Only had about 45 minutes in the park/cathedral area, from about 6:15 to 7:00. No hawks seen, and probably not heard either. Small birds didn't seem to have anything to say about them, although they may have been drowned out by the noisy postgame from an adult softball match.

July 22, 2007

7/20, Late Appearance


Missed a couple days because of work and the weather. This, however, is an absolutely gorgeous evening to be looking for red-tail fledglings.

Entered Morningside Park just after 6:10, but for more than an hour the only bird of interest to be seen was the great egret who's been hanging around the pon of late (assuming it's always been the same one).

630 DSC_0090.JPG

Two long walks around the park, including one up the goat path as far as 118th St. and nada for hawks. The robins and catbirds have been useless and about the only bird noises have been chatting sparrows. Well, it is getting into late July, and one has to consider that it won't be too long before the fledglings make their departures.

7:16 - Parked on a bench along the west side of the ball fields, on the verge of getting up and leaving. Sundely a hawk comes flying over, from north to south, and alights in the top of a tree about 50 feet to my right.

7:17 - She flies straight across the park and into the trees along Manhattan Ave. and a moment later shifts brancches.

Red-Tail Fledgling

7:20 - then back across the park to a tree near the southwest corner entrance.

7:21 - And to a tree along 110th St.

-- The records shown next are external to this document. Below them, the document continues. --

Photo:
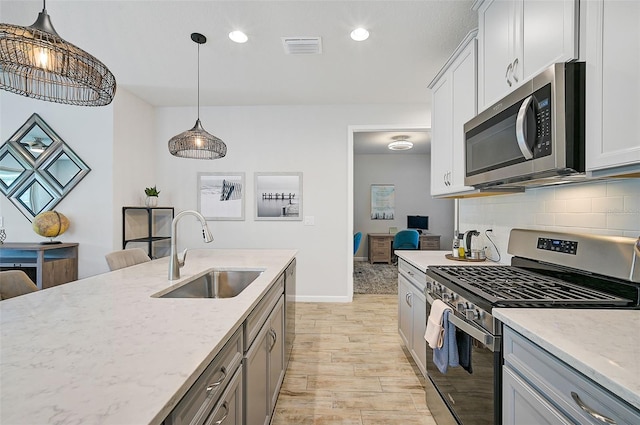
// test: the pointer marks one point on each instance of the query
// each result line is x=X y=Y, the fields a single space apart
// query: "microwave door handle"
x=521 y=122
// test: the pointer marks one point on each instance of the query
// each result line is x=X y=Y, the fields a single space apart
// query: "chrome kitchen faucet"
x=174 y=261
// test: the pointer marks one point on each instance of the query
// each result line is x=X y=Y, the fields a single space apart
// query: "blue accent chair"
x=356 y=242
x=406 y=239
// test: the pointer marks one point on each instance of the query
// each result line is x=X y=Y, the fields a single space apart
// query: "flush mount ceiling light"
x=359 y=34
x=400 y=143
x=238 y=36
x=35 y=62
x=197 y=143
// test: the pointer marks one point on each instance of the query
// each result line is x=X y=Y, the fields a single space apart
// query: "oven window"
x=469 y=396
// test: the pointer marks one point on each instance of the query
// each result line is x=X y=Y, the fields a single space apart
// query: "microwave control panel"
x=543 y=122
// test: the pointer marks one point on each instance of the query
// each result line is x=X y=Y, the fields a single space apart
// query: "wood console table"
x=380 y=247
x=47 y=264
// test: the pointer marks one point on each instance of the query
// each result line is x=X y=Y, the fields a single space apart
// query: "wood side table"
x=380 y=247
x=429 y=241
x=46 y=264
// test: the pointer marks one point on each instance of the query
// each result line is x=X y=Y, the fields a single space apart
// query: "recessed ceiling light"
x=238 y=36
x=400 y=143
x=359 y=34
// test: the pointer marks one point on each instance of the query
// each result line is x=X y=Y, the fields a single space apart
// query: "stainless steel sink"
x=217 y=283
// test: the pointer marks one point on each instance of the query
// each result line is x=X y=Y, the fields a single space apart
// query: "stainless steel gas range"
x=548 y=270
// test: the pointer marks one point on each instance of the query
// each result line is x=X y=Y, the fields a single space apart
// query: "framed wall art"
x=221 y=196
x=278 y=196
x=383 y=201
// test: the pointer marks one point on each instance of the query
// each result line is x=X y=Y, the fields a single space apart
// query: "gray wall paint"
x=412 y=179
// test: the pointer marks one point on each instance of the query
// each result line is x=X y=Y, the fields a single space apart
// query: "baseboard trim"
x=323 y=299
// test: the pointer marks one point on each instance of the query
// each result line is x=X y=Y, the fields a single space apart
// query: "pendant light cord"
x=198 y=81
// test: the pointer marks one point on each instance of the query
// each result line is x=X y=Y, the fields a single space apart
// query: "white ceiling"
x=147 y=46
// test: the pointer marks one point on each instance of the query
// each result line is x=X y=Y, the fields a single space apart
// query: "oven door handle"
x=492 y=342
x=484 y=337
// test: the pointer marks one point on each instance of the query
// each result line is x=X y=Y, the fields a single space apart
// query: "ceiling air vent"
x=302 y=45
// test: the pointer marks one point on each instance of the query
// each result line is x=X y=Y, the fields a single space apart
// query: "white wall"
x=89 y=133
x=134 y=153
x=609 y=207
x=308 y=139
x=412 y=179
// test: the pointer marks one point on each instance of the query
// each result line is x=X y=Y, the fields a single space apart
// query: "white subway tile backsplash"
x=578 y=205
x=588 y=220
x=610 y=207
x=622 y=187
x=545 y=219
x=555 y=206
x=624 y=221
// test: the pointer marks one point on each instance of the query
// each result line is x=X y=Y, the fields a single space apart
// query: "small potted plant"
x=152 y=196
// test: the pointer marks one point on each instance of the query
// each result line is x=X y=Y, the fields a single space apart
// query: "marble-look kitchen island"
x=101 y=350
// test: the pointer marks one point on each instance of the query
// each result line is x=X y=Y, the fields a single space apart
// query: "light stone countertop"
x=604 y=345
x=101 y=350
x=424 y=259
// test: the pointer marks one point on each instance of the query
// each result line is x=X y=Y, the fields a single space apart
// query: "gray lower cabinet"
x=412 y=312
x=229 y=409
x=241 y=385
x=209 y=394
x=264 y=358
x=539 y=388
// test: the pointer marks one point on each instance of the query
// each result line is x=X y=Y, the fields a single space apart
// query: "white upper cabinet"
x=612 y=52
x=517 y=39
x=453 y=104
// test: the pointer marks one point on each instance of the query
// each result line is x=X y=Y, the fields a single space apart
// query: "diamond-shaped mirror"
x=37 y=169
x=13 y=169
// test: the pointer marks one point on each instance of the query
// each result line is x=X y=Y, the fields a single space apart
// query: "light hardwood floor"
x=349 y=367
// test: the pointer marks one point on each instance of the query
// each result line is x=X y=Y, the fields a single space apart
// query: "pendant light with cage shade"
x=36 y=62
x=197 y=143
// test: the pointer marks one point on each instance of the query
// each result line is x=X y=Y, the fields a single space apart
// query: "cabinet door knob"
x=506 y=75
x=216 y=384
x=225 y=405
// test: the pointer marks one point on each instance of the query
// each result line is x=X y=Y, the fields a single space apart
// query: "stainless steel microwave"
x=534 y=136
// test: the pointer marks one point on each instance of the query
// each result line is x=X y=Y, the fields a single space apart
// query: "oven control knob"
x=472 y=314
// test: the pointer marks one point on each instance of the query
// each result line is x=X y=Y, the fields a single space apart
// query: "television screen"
x=418 y=222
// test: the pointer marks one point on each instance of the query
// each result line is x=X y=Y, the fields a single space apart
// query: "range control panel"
x=558 y=245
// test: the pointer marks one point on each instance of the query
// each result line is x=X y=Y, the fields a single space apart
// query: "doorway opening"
x=374 y=140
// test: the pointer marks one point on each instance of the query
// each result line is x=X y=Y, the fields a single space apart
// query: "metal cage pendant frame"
x=36 y=62
x=197 y=143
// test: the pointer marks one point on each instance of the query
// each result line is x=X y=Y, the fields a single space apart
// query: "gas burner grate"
x=512 y=286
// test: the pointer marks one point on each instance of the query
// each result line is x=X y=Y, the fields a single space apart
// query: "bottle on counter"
x=455 y=246
x=461 y=252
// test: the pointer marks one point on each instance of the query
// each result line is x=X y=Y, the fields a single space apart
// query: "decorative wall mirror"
x=37 y=169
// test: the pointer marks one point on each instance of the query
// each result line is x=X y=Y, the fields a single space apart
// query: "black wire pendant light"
x=36 y=62
x=197 y=143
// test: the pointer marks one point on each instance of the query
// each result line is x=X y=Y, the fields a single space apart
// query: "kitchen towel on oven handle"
x=447 y=355
x=434 y=335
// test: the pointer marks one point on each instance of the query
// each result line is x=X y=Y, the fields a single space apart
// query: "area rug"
x=374 y=278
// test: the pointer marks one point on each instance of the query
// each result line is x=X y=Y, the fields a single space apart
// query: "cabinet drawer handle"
x=274 y=335
x=225 y=405
x=216 y=384
x=590 y=411
x=515 y=75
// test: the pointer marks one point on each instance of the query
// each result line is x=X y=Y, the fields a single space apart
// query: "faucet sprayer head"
x=206 y=233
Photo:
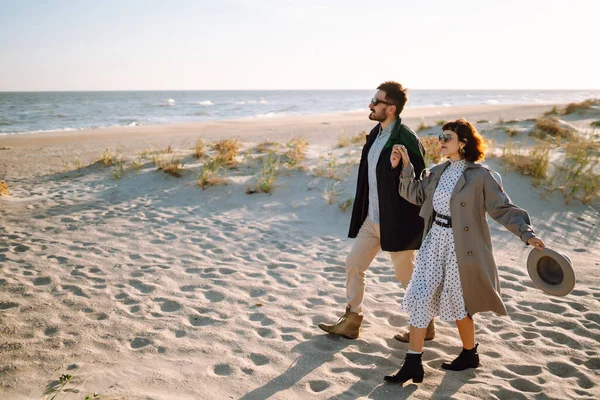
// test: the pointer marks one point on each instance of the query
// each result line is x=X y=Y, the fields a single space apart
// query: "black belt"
x=442 y=220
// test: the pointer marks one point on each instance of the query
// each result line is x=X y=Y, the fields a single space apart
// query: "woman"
x=455 y=274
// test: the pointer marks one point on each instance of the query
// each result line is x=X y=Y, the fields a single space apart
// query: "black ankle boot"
x=466 y=359
x=412 y=368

A moment later the catbirds in the berry bushes nearby finally wake up and start complaining. The fledge shifts perches a bit, possibly from being harasses by some small birds.

Red-Tail Fledgling

She gives the pests some dirty looks.

Red-Tail Fledgling

7:26 - Then back to the air and into the tall tree by the corner entrance where the fledges have been found several times and where some of us can take pictures from along Morningside Drive.

Red-Tail Fledgling

Getting a better look at her now. The belly band suggests that this is Brownie.

Red-Tail Fledgling

Also, her crop looks empty. Those intent stares she's been making might be part of looking for a bedtime snack.

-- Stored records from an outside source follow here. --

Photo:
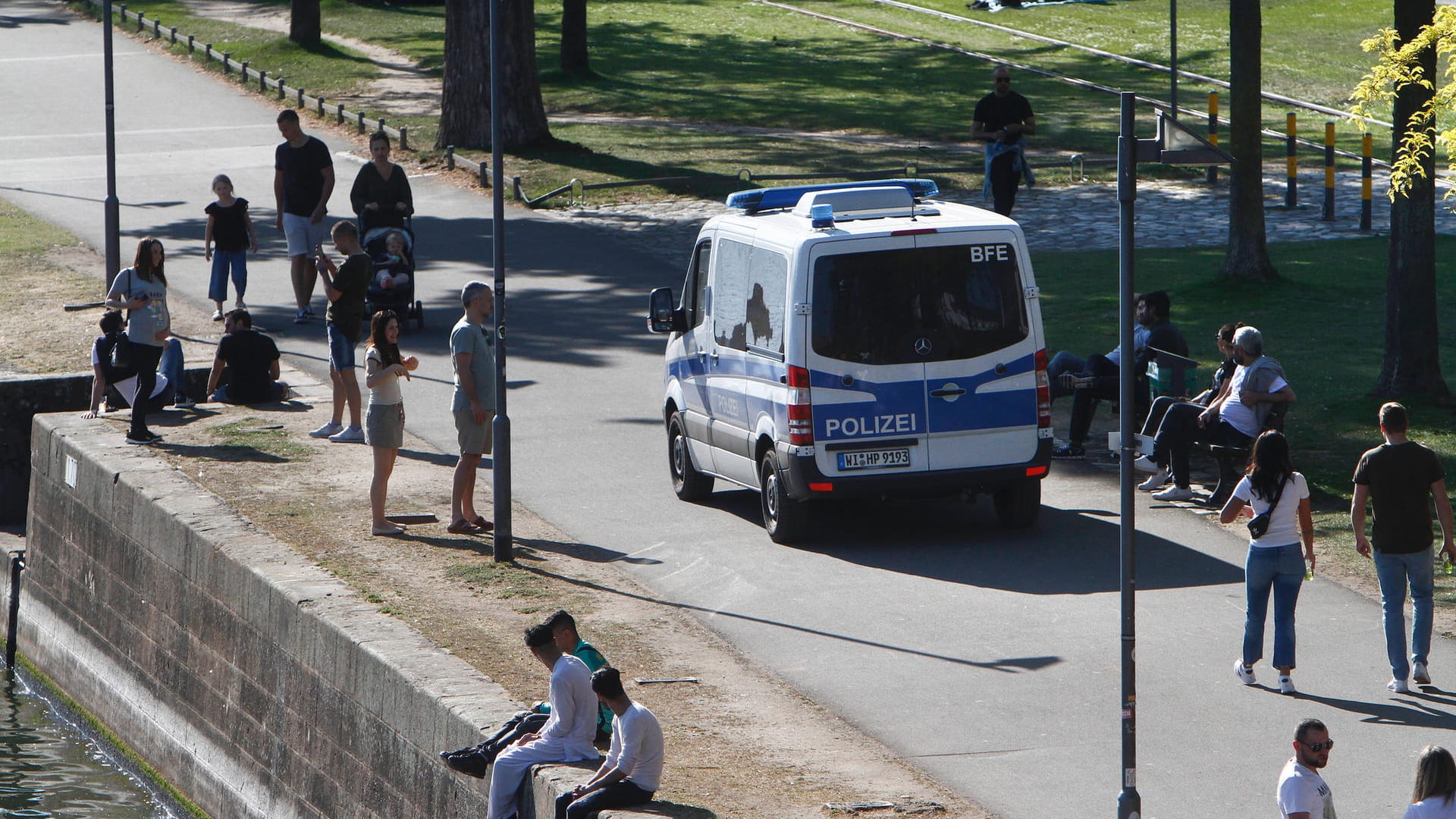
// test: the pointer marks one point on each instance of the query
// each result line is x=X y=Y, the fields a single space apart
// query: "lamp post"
x=111 y=206
x=501 y=425
x=1174 y=145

7:32 - Shift branch. Stare across street at construction site.

Red-Tail Fledgling

7:34 - Then back to the air. She flies across Morningside Drive and over the construction site, then banks right and flies amongst the buildings of the cathedral Close.

7:44 - Nothing back in the close. Well, three peacocks, yes, but no sign of the hawk fledgling. No complaints from robins like I heard on Tuesday, either. Maybe she did a U-turn and exited the Close over the playground north of the school.

July 21, 2007

7/17, Dinner on the Overlook


Not quite as nice as Monday, but the weather is decent.

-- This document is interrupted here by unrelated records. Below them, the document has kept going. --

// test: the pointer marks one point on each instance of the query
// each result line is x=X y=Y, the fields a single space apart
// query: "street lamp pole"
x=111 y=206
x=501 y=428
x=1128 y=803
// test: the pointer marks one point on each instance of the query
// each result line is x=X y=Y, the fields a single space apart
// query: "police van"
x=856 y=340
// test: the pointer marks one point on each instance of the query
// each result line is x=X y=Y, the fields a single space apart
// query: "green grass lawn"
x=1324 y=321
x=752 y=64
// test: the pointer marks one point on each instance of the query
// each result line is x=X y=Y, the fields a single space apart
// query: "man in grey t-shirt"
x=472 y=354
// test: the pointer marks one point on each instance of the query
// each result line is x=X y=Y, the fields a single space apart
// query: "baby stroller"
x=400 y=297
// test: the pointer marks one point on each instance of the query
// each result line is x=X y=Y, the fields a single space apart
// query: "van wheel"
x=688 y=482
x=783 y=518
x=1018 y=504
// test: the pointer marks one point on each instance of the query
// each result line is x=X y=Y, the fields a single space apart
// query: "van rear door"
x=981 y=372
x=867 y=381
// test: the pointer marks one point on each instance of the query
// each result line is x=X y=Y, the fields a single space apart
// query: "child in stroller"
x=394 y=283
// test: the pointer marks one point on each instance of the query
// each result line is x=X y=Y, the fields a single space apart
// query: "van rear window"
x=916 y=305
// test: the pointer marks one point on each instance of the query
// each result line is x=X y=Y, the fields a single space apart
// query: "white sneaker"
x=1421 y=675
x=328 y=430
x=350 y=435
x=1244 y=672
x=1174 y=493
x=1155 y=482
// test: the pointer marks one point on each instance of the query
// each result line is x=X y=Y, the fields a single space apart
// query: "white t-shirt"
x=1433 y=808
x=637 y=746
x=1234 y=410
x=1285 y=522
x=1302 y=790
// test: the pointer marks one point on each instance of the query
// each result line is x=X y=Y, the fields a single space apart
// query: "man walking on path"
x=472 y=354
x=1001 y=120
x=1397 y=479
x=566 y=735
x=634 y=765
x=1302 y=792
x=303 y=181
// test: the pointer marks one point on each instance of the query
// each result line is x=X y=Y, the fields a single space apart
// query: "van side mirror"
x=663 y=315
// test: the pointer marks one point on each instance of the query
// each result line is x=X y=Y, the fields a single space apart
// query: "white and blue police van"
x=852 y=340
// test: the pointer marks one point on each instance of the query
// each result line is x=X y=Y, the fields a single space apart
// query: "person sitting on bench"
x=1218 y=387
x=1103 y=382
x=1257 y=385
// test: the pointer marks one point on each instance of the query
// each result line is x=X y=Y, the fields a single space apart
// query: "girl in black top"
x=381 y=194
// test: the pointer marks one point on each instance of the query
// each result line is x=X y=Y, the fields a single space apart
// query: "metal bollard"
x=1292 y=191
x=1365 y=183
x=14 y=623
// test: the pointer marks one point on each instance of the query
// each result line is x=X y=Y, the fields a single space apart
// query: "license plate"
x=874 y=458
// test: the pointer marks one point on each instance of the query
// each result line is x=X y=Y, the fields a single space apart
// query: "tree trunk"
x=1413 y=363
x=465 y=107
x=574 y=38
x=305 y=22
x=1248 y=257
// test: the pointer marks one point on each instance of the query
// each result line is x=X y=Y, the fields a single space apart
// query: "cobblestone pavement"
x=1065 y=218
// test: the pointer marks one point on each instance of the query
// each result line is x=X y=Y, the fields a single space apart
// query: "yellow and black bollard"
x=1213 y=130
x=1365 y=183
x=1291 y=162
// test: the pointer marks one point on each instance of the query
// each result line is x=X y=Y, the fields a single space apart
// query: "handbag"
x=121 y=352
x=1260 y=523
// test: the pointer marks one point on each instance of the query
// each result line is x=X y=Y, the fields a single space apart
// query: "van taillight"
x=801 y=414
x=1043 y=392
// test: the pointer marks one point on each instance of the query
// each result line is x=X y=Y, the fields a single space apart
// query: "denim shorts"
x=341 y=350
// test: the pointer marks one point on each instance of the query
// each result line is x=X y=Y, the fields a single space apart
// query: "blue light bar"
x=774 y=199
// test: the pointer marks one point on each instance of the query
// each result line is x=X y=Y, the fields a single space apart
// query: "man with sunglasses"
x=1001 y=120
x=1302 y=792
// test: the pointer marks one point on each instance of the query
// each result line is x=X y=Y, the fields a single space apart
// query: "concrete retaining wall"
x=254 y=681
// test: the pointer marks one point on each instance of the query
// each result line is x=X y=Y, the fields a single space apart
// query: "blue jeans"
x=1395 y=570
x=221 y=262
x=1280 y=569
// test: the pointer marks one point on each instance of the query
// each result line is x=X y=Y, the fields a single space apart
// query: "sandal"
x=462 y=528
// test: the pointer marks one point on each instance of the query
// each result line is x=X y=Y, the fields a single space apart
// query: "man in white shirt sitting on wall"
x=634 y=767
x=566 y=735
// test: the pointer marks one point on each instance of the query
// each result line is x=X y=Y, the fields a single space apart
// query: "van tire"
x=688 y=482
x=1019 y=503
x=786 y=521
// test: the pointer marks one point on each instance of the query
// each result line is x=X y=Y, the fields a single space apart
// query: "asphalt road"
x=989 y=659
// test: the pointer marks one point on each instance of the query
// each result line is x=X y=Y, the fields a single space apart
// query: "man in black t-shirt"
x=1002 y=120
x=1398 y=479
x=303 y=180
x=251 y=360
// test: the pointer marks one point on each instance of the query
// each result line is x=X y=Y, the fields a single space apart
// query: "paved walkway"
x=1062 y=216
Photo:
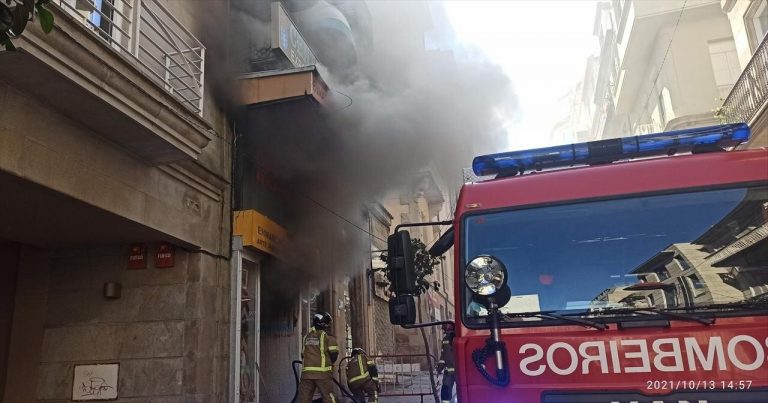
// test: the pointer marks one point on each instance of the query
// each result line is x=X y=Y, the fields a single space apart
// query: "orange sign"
x=259 y=231
x=137 y=258
x=165 y=255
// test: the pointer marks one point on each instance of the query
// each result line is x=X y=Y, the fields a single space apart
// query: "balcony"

6:44 - Moments after walking down the steps at the southwest corner entrance of Morningside Park, a hawk is visible circling about over Manhattan Ave, up around 112th and 113th Sts. Even at this distance, it's fairly apparent through teh camera viewfinder that the tail is brown, so it's a fledgling.

Red-Tail Fledgling over Morningside Park

And then she shoots across the park and up somewhere above the 116 Steps.

Red-Tail Fledgling over Morningside Park

6:50 - And after climbing up the hill, too, and looking around a minute, the fledgling is plainly visible on a tree branch overhanging the 112th St. overlook and the sidewalk along Morningside Drive. She has her face buried in something.

Focus, Baby, Focus

No sign of an adult around, so if there was a food hand-off, I missed it. But whatever dinner is, it doesn't look very big so maybe the fledge caught it herself.

Red-Tail Fledgling Feeds

7:06 - Despite the small size, dinner kept the fledgling occupied for 15 minutes, and several pedestrians got an eyeful. I had to assure one jogger that seeing a red-tail easting dinner in a tree along a Manhattan sidewalk is not a weird thing to happen. Almost the contrary these days.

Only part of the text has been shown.